# 2nd TV with vip722k



## gmandel (Oct 4, 2009)

I have one HDTV with a vip722k receiver. If I get an HDTV as my 2nd TV will I get all the HD channels in HD on TV 2 using dual mode, or will TV 2 get only SD reception.

George


----------



## RasputinAXP (Jan 23, 2008)

TV2 is SD only.

That said, all of the HD outputs are "live", so you can run HDMI or component connections to the other TV.


----------



## scooper (Apr 22, 2002)

It would be more correct to say that you can watch all the HD on TV2, but it gets downrezzed to SD. It will probably be the best looking SD DBS you'll ever see, however....


----------



## inazsully (Oct 3, 2006)

Why will it be the best SD I've ever seen? Why can't the 722 show HD on two sets? Which straight HD receiver would you recommend for a 2nd set? Will the HD PQ be enough better than the best SD PQ I've ever seen to warrant the cost of a second HD receiver? Probably a question many are wondering or will be by the time the holidays roll around.


----------



## scooper (Apr 22, 2002)

It comes down to this - 
Do you want 2 different HD feeds on the 2 TVs , or can you live with one HD feed serving both TVs (assuming you use HDMI for one TV and the component video for the other - both of which are only available on TV1) ?


----------



## inazsully (Oct 3, 2006)

So your saying that the 722 can send a HD signal to either TV but not both at the same time?


----------



## RasputinAXP (Jan 23, 2008)

inazsully said:


> So your saying that the 722 can send a HD signal to either TV but not both at the same time?
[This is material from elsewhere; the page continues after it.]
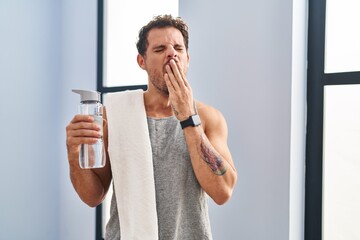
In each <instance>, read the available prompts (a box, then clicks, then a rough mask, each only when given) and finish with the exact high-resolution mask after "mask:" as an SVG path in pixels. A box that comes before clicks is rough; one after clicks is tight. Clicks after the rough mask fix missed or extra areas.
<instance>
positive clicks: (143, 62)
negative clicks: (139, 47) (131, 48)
mask: <svg viewBox="0 0 360 240" xmlns="http://www.w3.org/2000/svg"><path fill="white" fill-rule="evenodd" d="M171 59H174V60H175V61H176V62H179V63H180V66H181V69H179V71H183V72H184V74H186V72H187V68H188V63H189V55H188V53H187V51H186V48H185V44H184V38H183V36H182V34H181V32H180V31H179V30H177V29H176V28H174V27H166V28H154V29H152V30H150V31H149V33H148V47H147V50H146V53H145V56H144V58H143V61H142V64H140V66H141V67H142V68H143V69H144V70H146V71H147V73H148V75H149V84H152V85H154V87H155V88H156V89H157V90H158V91H160V92H161V93H162V94H164V95H169V91H168V89H167V86H166V84H165V80H164V74H165V73H166V71H165V66H166V65H168V64H169V61H170V60H171Z"/></svg>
It can send a high def signal to two HDTVs, one from the HDMI and one from the Component connections, but they are mirrored outputs and whatever is seen on one is seen on the other.


----------



## JackDW001 (Oct 2, 2009)

gmandel,

I have been looking into the same thing in having multiple HD TVs. I think I will just go with a 612 DVR receiver on each TV and not have to worry about the TV1 and TV2 feature since TV2 is SD and not HD. IMHO, by having two seperate receivers, if a receiver goes out, it will effect only one TV and not knock out two of them. 

Just my 2 cents worth (worth about a penny these days).


----------



## inazsully (Oct 3, 2006)

But you'll be paying for double DVR service with a pair of 612's. Plus if one breaks DISH will replace it. I can't imagine why you would want to have the same show playing on two TV's at the same time. Unless it's a football game and so many friends are over you don't have room for them in front of just one TV.


----------



## Jim5506 (Jun 7, 2004)

Alternatively, put a 211K on each HDTV with an EHD on each.

You pay a one time $40 EHD enabling fee, have NO DVR fees and can swap EHDs between the receivers if needed.


----------



## coldsteel (Mar 29, 2007)

Jim5506 said:


> Alternatively, put a 211K on each HDTV with an EHD on each.
> 
> You pay a one time $40 EHD enabling fee, have NO DVR fees and can swap EHDs between the receivers if needed.


+1


----------



## RasputinAXP (Jan 23, 2008)

inazsully said:


> I can't imagine why you would want to have the same show playing on two TV's at the same time. Unless it's a football game and so many friends are over you don't have room for them in front of just one TV.


Because I don't use them both at the same time except during the Super Bowl or NHL playoffs.


----------